Krinkle triaged this task as Medium priority.Jul 9 2019, 8:15 PM
Tgr subscribed.Oct 6 2023, 11:12 PM

Why did we show those icons (presumably they point to Special:CentralAutoLogin/deleteCookies) in the first place? Logout happens by invalidating the central session. Was it for some weird edge case (like a CentralAuth installation with edge login but no central login wiki), or just to clean up the cookies?

Krinkle added a comment.Oct 6 2023, 11:33 PM

@Tgr I believe the reason is to clear cookies indeed. That way a shared computer won't leave your identity in the cookiebin, given we store usernames in the cookie in plain text.

Perhaps the Clear-Site-Data header can be used for that instead. That would not be subject to third-party cookie and cross-origin restrictions, and has the benefit of also clearing HTTP caches which would also still contain many references to their login session (at the very least, user names on every page).

Tgr closed this task as Declined.Oct 7 2023, 2:42 AM

We don't clear the username cookie on logout, though (it's used to prefill the login form). And we don't set the LoggedOut cookie (sometimes used to bypass cache) in deleteCookies. So I think it is pretty pointless.

Arguably there isn't much point in keeping the username cookie these days, because browsers' password managers are doing a better job of guessing whether the field should be prefilled or not. But even then, clearing cookies is not very useful because we can only do it for the edge login wiki set, but the authn cookies will be present on each individual domain the user has visited. If we wanted to improve privacy, we should probably encrypt cookies somehow.

Maybe pre-AuthManager there was some value in not having parent-domain cookies linger around, I don't remember how that worked. But these days they get cleaned automatically when they are invalid, and we don't really have unattached users anyway. So I don't think it matters much whether we clear the cookies.

Clear-Site-Data does clear subdomains so that would be a meaningful privacy improvement, at the cost of maybe clearing cookies that shouldn't be cleared (logged-out preferences, unique device counters etc). Maybe worth a task of its own. I'll close this one though as I don't think we really care about whether the icons show or not.
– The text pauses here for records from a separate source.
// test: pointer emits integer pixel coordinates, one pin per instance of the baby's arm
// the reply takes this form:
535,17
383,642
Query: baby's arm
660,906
Tgr added a comment.Oct 7 2023, 2:44 AM
In T226736#9232644, @Tgr wrote:

Clear-Site-Data ... Maybe worth a task of its own.

I see you already made one: T179752: Clear site data on MediaWiki log out

Krinkle mentioned this in T179752: Clear site data on MediaWiki log out.Oct 7 2023, 2:55 AM
Tgr reopened this task as Open.EditedOct 9 2023, 3:07 AM

On second thought, deleteCookies logs you out on other sites regardless of whether you are logged in with the same account, and that's actually useful in some fringe cases where you end up being logged into different accounts on different domains. IP masking mid-rollout might cause that since temp user central sessions will be valid on pilot wikis and invalid on non-pilot ones (which under ideal circumstances still should not cause a split-brain situation, but with some requests failing / some cookies blocked by browsers it seems hard to reliably avoid). So at least until IP masking is fully rolled out, we do care whether the logout icons work reliably.

(ref: T342475: Define temporary account behavior on Wikimedia wikis which have IP masking disabled)

JayCano added a project: Temporary accounts.Sep 12 2024, 1:20 PM
kostajh moved this task from Inbox to Triaged on the Temporary accounts board.Sep 13 2024, 10:21 AM
kostajh subscribed.
In T226736#9234256, @Tgr wrote:

On second thought, deleteCookies logs you out on other sites regardless of whether you are logged in with the same account, and that's actually useful in some fringe cases where you end up being logged into different accounts on different domains. IP masking mid-rollout might cause that since temp user central sessions will be valid on pilot wikis and invalid on non-pilot ones (which under ideal circumstances still should not cause a split-brain situation, but with some requests failing / some cookies blocked by browsers it seems hard to reliably avoid). So at least until IP masking is fully rolled out, we do care whether the logout icons work reliably.

(ref: T342475: Define temporary account behavior on Wikimedia wikis which have IP masking disabled)

@Tgr does your team plan to do work around this task?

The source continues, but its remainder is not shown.